Il candidato è "libero nella sua esposizione e viene aiutato dai commissari ad esprimere il suo conflitto interiore". Barbara Simona Dauchy è sicura del fatto che chi vive effettivamente un conflitto di coscienza nell’affrontare il servizio militare non avrà problemi ad essere ammesso al servizio civile. I dati le danno ragione, visto che circa il novanta per cento delle domande presentate alla commissione d’ammissione al servizio civile viene giudicato favorevolmente.
E’ possibile cambiare la mentalità della gente su questa tematica? Evidentemente più persone decideranno di presentarsi all’audizione per essere ammessi al servizio civile, più la società si renderà conto dell’esistenza di un’alternativa intelligente al servizio militare. In questo senso l’audizione rappresenta una possibilità di dimostrare, con i fatti e non solo a parole, di volersi impegnare in prima persona per il cambiamento. "Se aumenta il numero di obiettori di coscienza, continua Barbara Simona Dauchy, essi potranno partecipare maggiormente alla formazione della coscienza pubblica come tante altre persone o gruppi religiosi, di pensiero o politici, che svolgono un ruolo fondamentale nella formazione del pensiero della società". In questo senso l’obiezione di coscienza "è un atto di coraggio e una testimonianza indispensabile affinché si facciano dei progressi in questa società".
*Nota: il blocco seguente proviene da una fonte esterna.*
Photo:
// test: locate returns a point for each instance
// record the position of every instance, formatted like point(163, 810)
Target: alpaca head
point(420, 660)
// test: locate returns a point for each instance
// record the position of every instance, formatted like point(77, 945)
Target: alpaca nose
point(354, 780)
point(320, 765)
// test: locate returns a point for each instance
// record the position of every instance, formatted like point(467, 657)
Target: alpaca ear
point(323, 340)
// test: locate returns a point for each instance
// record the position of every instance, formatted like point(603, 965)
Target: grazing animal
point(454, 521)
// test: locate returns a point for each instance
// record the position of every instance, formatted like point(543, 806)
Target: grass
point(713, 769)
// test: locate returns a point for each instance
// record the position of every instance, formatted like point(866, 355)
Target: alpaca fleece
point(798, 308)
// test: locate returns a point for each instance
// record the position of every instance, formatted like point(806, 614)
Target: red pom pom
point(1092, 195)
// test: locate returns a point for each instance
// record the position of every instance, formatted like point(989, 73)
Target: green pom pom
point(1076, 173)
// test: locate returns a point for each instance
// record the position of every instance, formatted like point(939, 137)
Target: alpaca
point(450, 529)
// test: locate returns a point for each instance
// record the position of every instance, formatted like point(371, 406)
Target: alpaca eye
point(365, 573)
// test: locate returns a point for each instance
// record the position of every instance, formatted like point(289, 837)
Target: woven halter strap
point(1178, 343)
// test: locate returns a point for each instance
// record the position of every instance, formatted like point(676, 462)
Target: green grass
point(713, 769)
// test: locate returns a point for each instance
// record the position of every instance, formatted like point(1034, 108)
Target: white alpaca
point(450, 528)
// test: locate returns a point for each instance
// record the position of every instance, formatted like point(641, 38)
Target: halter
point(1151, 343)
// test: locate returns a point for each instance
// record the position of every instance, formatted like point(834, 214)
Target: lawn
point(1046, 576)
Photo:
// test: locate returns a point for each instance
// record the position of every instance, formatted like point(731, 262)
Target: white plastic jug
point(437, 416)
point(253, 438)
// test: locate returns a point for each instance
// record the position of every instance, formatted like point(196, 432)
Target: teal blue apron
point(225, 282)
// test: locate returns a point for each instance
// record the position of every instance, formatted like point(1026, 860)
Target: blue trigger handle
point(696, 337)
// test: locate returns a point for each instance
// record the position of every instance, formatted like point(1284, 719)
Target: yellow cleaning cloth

Alberto Wohlgemuth: ou de l’optimisme

Il colloquio non è un’inquisizione e certamente non è un processo militare. La commissione deve cercare di capire se ci sono gli elementi perché si possa intravedere l’esistenza di un conflitto di coscienza". Questo, in sintesi, è il compito della commissione. "Al candidato - prosegue Wohlgemuth, dell'organo centrale del servizio civile - si chiede di presentare le sue riflessioni, di presentare la sua persona e di rispondere a delle domande poste allo scopertine/copo di far emergere quegli elementi di coerenza che indicano l’esistenza di un conflitto di coscienza".
Il problema potrebbe porsi allorché il candidato non dispone dei mezzi retorici o della maturità necessaria per esternare le sue riflessioni e le sue conclusioni. Anche in questo caso però è preciso compito della commissione "adattare le domande, le riflessioni, gli approfondimenti alla persona che si trovano di fronte". In ogni caso non si chiede al candidato "né di essere un grande oratore, né di essere una persona estremamente capace o impegnata", semplicemente si cerca di capire se il candidato si presenta all’audizione avendo riflettuto a fondo sulla propria decisione di rifiutare il servizio militare. In ogni caso, conferma Wohlgemuth, "il giovane che ha fatto le sue riflessioni ed espone alla commissione il suo problema di coscienza ha la certezza di essere ammesso al servizio civile".
La mentalità della gente e l’opinione generale nei confronti del servizio civile sembrano evolvere rapidamente. Coloro che s’impegnano nel servizio civile non sono più considerati individui pericolosi che s’oppongono alla società. Il fatto che molti di loro svolgono un servizio civile in istituti ed in associazioni, permette a tutti di confrontarsi e apprezzare chi ha idee diverse e per tanti versi innovative. "La mia esperienza con gli obiettori di coscienza - conclude Wohlgemuth - mi permette d’affermare che la stragrande maggioranza di loro e composta da persone che hanno riflettuto a fondo la loro posizione e soprattutto ho l’impressione che si tratta di gente capace e volenterosa".